Ab heute, wenn Kolumbiens Nochpräsident Ernesto Samper zwei weitere Kanäle einweiht, erhöht sich diese Menge um das Dreifache. Das Ciénaga-Projekt, von der Gesellschaft für technische Zusammenarbeit (GTZ) seit gut zehn Jahren begleitet, hat sich zum größten Aktivposten in der mehr als dürftigen Sozialbilanz der Regierung Samper gemausert. Zu den 30 Millionen Dollar Gesamtkosten hat die GTZ gut ein Viertel beigesteuert, die Interamerikanische Entwicklungsbank (BID) weitere elf Millionen als Langzeitkredit. Das ist eine Art späte Wiedergutmachung – hatte doch die von der BID finanzierte Küstenstraße einen erheblichen Anteil am Ökodesaster an der kolumbianischen Karibik. Der natürliche Wasseraustausch zwischen dem Sumpf und dem Meer kam fast vollständig zum Erliegen.

Die Ciénaga ist ein wichtiges Fischereigebiet und Durchgangsstation für Millionen von Zugvögeln. Hier befindet sich die größte Kormorankolonie Südamerikas. Die riesigen Mangrovenflächen sind aufgrund der trockenen Umgebung auf ausreichende Mengen von Grundwasser angewiesen.

Doch die Umweltsünden der letzten dreißig Jahre haben das empfindliche Ökosystem fast zum Umkippen gebracht: Nach der Entwaldung entlang des Magdalena führt der größte Fluß des Landes riesige Massen von Ablagerungen mit sich.
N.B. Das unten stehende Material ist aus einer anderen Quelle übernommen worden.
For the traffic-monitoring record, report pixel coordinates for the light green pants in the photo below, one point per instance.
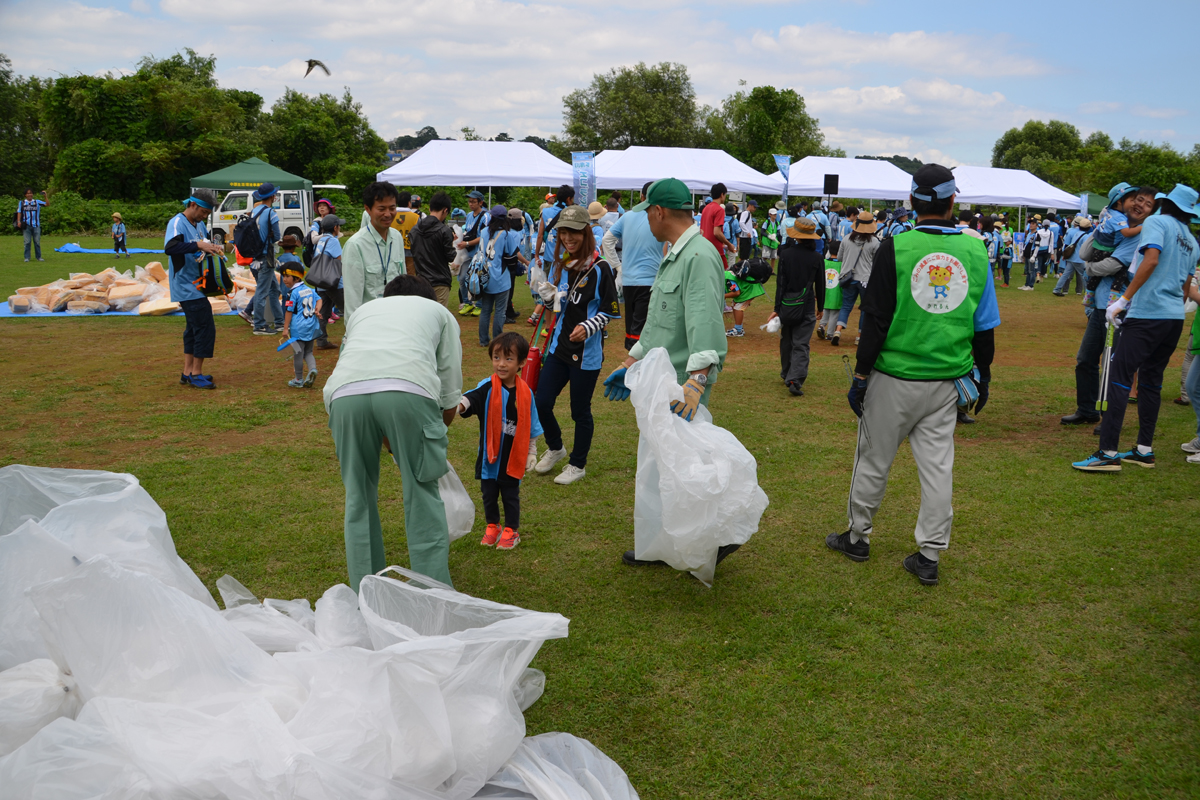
(418, 437)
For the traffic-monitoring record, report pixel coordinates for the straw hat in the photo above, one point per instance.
(864, 223)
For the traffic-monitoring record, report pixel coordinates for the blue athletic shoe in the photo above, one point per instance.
(1135, 457)
(1099, 463)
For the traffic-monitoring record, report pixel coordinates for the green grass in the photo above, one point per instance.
(1057, 657)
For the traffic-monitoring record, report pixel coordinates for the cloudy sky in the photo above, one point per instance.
(936, 82)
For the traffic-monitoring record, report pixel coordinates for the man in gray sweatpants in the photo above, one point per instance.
(928, 318)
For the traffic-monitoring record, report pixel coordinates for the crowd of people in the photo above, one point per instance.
(678, 270)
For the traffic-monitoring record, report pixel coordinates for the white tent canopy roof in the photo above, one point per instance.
(697, 168)
(995, 186)
(857, 178)
(445, 162)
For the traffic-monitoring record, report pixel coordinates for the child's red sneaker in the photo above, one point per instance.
(509, 540)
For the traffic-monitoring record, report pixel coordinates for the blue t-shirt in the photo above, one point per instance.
(186, 268)
(301, 301)
(491, 470)
(640, 251)
(1162, 295)
(507, 244)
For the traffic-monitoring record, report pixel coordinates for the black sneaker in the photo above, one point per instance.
(725, 551)
(1135, 457)
(840, 542)
(922, 567)
(633, 560)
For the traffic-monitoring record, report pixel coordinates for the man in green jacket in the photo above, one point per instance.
(685, 312)
(375, 254)
(397, 382)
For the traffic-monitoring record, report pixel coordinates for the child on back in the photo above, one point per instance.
(508, 425)
(301, 318)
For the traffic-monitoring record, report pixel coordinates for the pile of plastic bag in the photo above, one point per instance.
(696, 487)
(121, 678)
(145, 289)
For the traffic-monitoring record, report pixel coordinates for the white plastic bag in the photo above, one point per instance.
(31, 696)
(499, 642)
(125, 633)
(696, 487)
(97, 513)
(28, 555)
(340, 623)
(460, 507)
(559, 767)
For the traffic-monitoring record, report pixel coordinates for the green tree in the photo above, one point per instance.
(143, 137)
(319, 136)
(1036, 145)
(756, 125)
(24, 157)
(631, 106)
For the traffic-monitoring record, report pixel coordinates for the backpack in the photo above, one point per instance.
(246, 236)
(755, 270)
(214, 278)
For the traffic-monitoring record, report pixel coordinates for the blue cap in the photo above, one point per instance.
(1120, 192)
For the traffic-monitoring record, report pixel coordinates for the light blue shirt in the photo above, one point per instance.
(181, 287)
(1162, 295)
(640, 251)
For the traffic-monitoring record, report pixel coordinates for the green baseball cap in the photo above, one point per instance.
(669, 193)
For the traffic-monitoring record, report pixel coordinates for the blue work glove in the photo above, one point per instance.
(615, 388)
(857, 395)
(693, 390)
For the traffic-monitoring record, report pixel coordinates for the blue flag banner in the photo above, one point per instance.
(583, 167)
(785, 164)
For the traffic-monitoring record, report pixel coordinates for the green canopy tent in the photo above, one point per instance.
(249, 174)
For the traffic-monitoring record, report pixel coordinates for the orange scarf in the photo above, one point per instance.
(520, 451)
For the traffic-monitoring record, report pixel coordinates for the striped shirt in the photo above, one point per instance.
(31, 212)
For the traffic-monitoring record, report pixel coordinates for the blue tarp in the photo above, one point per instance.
(73, 247)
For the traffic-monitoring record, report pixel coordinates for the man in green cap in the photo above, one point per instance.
(684, 316)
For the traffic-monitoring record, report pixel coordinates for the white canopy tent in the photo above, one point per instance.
(445, 162)
(1019, 187)
(697, 168)
(857, 178)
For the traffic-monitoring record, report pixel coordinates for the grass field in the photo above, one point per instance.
(1059, 657)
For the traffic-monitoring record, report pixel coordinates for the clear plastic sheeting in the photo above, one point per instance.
(559, 767)
(97, 513)
(409, 691)
(31, 696)
(696, 486)
(125, 633)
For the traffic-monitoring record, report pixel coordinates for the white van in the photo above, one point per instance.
(294, 208)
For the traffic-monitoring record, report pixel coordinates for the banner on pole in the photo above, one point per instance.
(583, 166)
(785, 164)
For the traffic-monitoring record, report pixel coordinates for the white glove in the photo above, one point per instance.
(1117, 306)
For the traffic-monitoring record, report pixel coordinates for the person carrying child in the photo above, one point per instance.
(301, 322)
(508, 429)
(119, 236)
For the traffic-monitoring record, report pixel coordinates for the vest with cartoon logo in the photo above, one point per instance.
(940, 281)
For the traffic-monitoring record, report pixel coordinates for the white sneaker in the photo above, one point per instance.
(569, 475)
(549, 459)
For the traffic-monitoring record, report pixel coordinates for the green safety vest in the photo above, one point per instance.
(833, 289)
(940, 281)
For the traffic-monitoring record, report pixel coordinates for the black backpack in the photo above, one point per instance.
(246, 236)
(756, 270)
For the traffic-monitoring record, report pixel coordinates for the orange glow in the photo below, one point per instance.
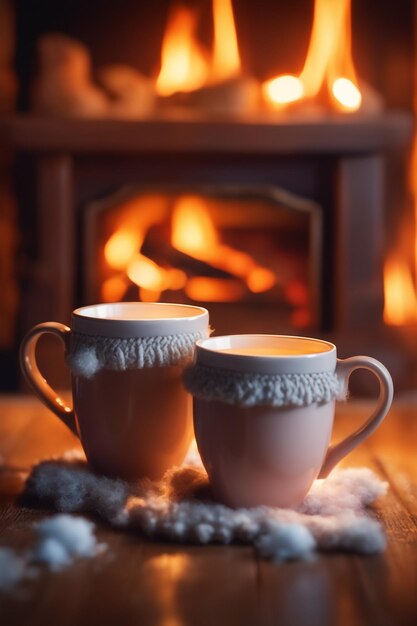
(206, 289)
(226, 60)
(400, 305)
(194, 233)
(176, 279)
(347, 94)
(283, 90)
(149, 295)
(121, 247)
(113, 289)
(146, 273)
(184, 65)
(328, 64)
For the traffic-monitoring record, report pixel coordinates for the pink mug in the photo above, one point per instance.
(263, 414)
(130, 409)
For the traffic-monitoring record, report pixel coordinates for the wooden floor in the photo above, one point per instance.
(147, 583)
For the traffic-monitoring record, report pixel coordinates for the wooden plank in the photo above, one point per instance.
(358, 255)
(260, 134)
(149, 583)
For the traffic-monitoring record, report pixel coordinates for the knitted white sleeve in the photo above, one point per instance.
(248, 389)
(88, 354)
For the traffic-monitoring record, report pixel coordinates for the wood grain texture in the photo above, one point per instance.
(260, 134)
(136, 582)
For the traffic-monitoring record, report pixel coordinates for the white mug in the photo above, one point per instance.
(263, 414)
(130, 409)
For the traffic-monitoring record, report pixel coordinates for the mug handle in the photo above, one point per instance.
(344, 369)
(34, 377)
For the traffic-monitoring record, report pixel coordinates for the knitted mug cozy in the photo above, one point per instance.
(251, 389)
(89, 354)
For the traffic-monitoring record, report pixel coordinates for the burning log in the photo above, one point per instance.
(235, 96)
(64, 85)
(166, 255)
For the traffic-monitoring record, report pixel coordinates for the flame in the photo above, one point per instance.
(184, 66)
(283, 89)
(226, 59)
(207, 289)
(121, 247)
(328, 64)
(400, 306)
(113, 289)
(194, 233)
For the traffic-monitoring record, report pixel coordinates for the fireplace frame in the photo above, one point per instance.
(353, 147)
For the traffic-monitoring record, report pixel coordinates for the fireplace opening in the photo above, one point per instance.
(240, 251)
(272, 133)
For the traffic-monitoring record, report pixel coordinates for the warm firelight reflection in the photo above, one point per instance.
(184, 65)
(229, 273)
(283, 89)
(121, 247)
(194, 233)
(206, 289)
(400, 307)
(400, 291)
(328, 65)
(226, 59)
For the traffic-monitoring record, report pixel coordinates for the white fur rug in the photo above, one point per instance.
(335, 514)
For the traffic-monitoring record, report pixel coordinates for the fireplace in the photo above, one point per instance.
(304, 194)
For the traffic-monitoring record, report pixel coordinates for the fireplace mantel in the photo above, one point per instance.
(339, 158)
(264, 134)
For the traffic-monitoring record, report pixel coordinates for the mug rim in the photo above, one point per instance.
(207, 353)
(90, 319)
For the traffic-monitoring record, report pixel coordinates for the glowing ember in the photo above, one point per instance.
(226, 60)
(347, 94)
(184, 66)
(146, 273)
(121, 247)
(261, 279)
(283, 90)
(328, 64)
(194, 233)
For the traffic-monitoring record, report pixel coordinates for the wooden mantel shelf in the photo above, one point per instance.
(333, 134)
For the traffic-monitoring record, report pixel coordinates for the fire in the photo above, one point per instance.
(194, 233)
(206, 289)
(184, 65)
(226, 59)
(328, 65)
(400, 307)
(146, 273)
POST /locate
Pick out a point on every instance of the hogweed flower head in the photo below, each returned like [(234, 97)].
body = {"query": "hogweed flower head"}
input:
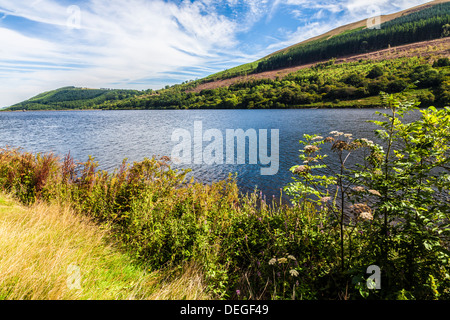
[(282, 260), (302, 170), (366, 216), (358, 189), (375, 193)]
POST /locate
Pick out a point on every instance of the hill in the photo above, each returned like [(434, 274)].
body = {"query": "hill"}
[(421, 23), (409, 51)]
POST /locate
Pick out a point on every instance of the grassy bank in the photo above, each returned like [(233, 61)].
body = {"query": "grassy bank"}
[(390, 213)]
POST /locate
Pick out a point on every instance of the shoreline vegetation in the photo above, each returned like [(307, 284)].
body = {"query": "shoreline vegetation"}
[(392, 212), (323, 85)]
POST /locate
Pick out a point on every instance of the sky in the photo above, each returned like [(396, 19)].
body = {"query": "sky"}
[(148, 44)]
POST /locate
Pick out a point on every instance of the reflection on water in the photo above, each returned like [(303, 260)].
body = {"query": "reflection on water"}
[(111, 136)]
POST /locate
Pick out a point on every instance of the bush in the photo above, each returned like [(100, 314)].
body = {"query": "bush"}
[(392, 210)]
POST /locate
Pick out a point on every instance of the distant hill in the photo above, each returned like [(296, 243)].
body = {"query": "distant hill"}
[(410, 52), (68, 98)]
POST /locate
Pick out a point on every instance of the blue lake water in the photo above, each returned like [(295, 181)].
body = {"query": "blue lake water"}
[(111, 136)]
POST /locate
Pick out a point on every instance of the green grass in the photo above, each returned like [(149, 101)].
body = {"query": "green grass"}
[(50, 253)]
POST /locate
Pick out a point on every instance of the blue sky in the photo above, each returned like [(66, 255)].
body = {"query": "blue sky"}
[(142, 44)]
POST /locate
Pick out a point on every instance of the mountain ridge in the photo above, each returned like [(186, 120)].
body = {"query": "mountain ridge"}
[(82, 98)]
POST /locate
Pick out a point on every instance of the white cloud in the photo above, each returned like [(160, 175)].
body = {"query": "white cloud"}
[(120, 43)]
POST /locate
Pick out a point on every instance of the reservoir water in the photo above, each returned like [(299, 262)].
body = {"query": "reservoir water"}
[(111, 136)]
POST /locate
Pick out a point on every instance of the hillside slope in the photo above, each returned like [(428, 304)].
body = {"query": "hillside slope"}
[(421, 23)]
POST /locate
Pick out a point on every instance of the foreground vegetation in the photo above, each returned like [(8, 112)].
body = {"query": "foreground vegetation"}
[(392, 212)]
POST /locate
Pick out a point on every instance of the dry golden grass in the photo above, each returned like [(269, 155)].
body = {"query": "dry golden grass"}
[(47, 252)]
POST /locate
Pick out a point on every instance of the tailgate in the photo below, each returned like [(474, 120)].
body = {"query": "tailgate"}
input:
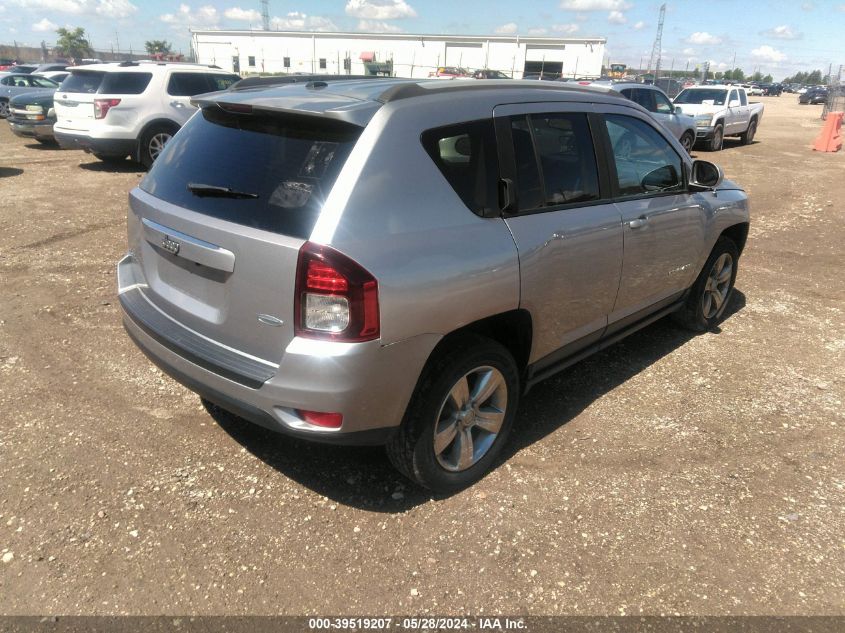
[(217, 224)]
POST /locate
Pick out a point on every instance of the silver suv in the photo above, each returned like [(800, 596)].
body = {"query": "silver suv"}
[(395, 262)]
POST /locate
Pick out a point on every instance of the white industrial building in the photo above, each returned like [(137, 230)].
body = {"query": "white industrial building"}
[(396, 54)]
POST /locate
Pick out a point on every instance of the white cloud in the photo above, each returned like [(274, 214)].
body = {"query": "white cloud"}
[(703, 37), (767, 53), (205, 16), (376, 26), (507, 29), (44, 26), (242, 15), (296, 21), (380, 9), (783, 32), (595, 5), (104, 8)]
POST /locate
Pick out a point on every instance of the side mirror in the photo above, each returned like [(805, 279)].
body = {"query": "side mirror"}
[(705, 176)]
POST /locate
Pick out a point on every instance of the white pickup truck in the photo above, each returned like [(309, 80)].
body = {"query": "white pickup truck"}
[(720, 111)]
Die wichtigsten Süßwasserzuflüsse der Ciénaga sind allmählich verstopft. Schädliche Fischereipraktiken gefährden den Fischbestand. Und aus den östlich gelegenen Bananenplantagen strömen giftige Abwässer ein. Wegen der zunehmenden Versalzung ist mehr als die Hälfte der riesigen Mangrovenwälder abgestorben. 1995 kam es zu einem Massenfischsterben.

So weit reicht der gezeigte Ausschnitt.